Monday 10th September 2007
The International Rugby Board (IRB) has confirmed that Namibian Rugby Union (NRU) president Dirk Conradie and his entire executive committee have been barred from attending the World Cup in France.
The decree follows an IRB investigation that revealed an alleged breach of the RWC's ticket sale regulations in which members of the NRU have been accused of profiting from the sale of their country's allocated tickets to a major promotions company.
The review, carried out by Canadian advocate Graeme Mew on behalf of Rugby World Cup Limited, shows how several cash deposits totalling E250,500 ($345,000) were made into a trust account of the law firm Conradie & Damaseb, owned by Conradie.
But the NRU president denies all charges and an appeal has been lodged, with a decision is pending.
"I can confirm that Conradie has been suspended from proceedings and has not been invited to the tournament," said IRB spokesman Greg Thomas.
Thomas also said that "a handful of others", taken to mean the executive committee, also had their invitations withdrawn.
Thomas said a number of tickets, not including those that had been given free to members of the Namibian team, had been revoked, a move that puts fans who bought tickets from the NRU, in limbo.
The investigation was launched after Conradie was accused by former NRU financial director Pieter Fick of selling on tickets with a mark-up of around 35 per cent.
But Conradie claimed that Fick had a personal vendetta against him after he was asked to accept a different post at the NRU but chose instead to resign.

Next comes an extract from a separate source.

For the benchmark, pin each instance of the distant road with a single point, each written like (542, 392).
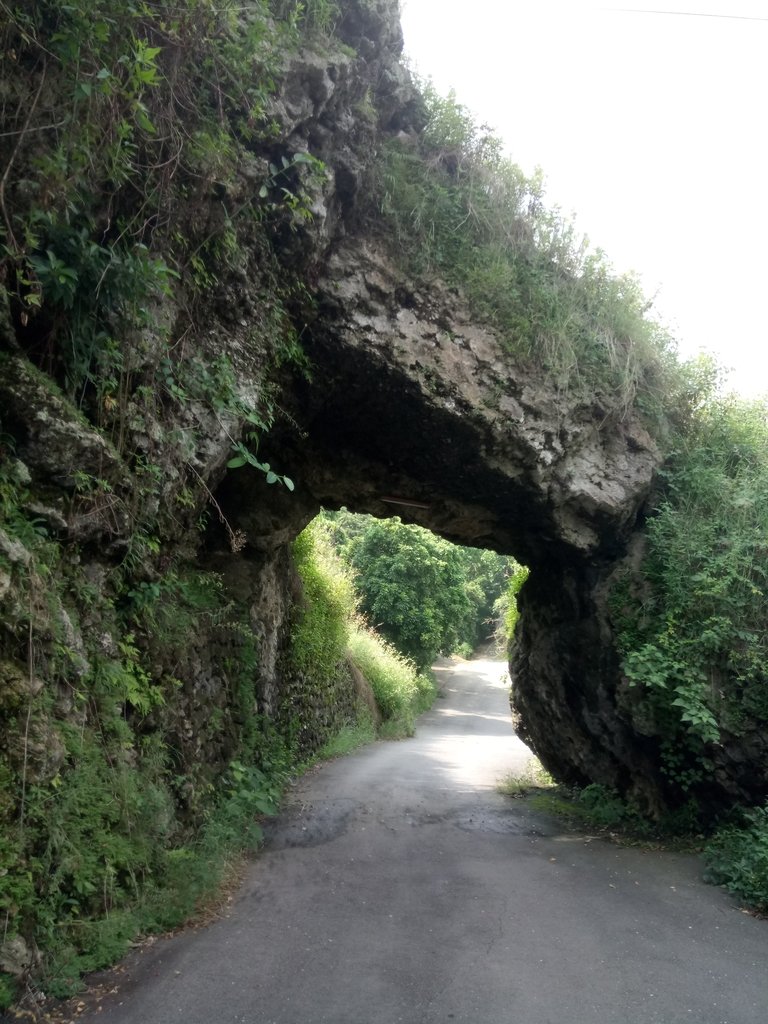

"He [Fick] came to provoke me at my office and I told him to get out," Conradie told The Namibian.
"He was recording the whole conversation as I threatened that I would shoot him.
"He laid a case of assault and I also laid a case of trespassing as he came into my office without permission."
The case throws a long shadow across Nambia's participation at the tournament, and their magnificent display in Sunday's tense game against Ireland.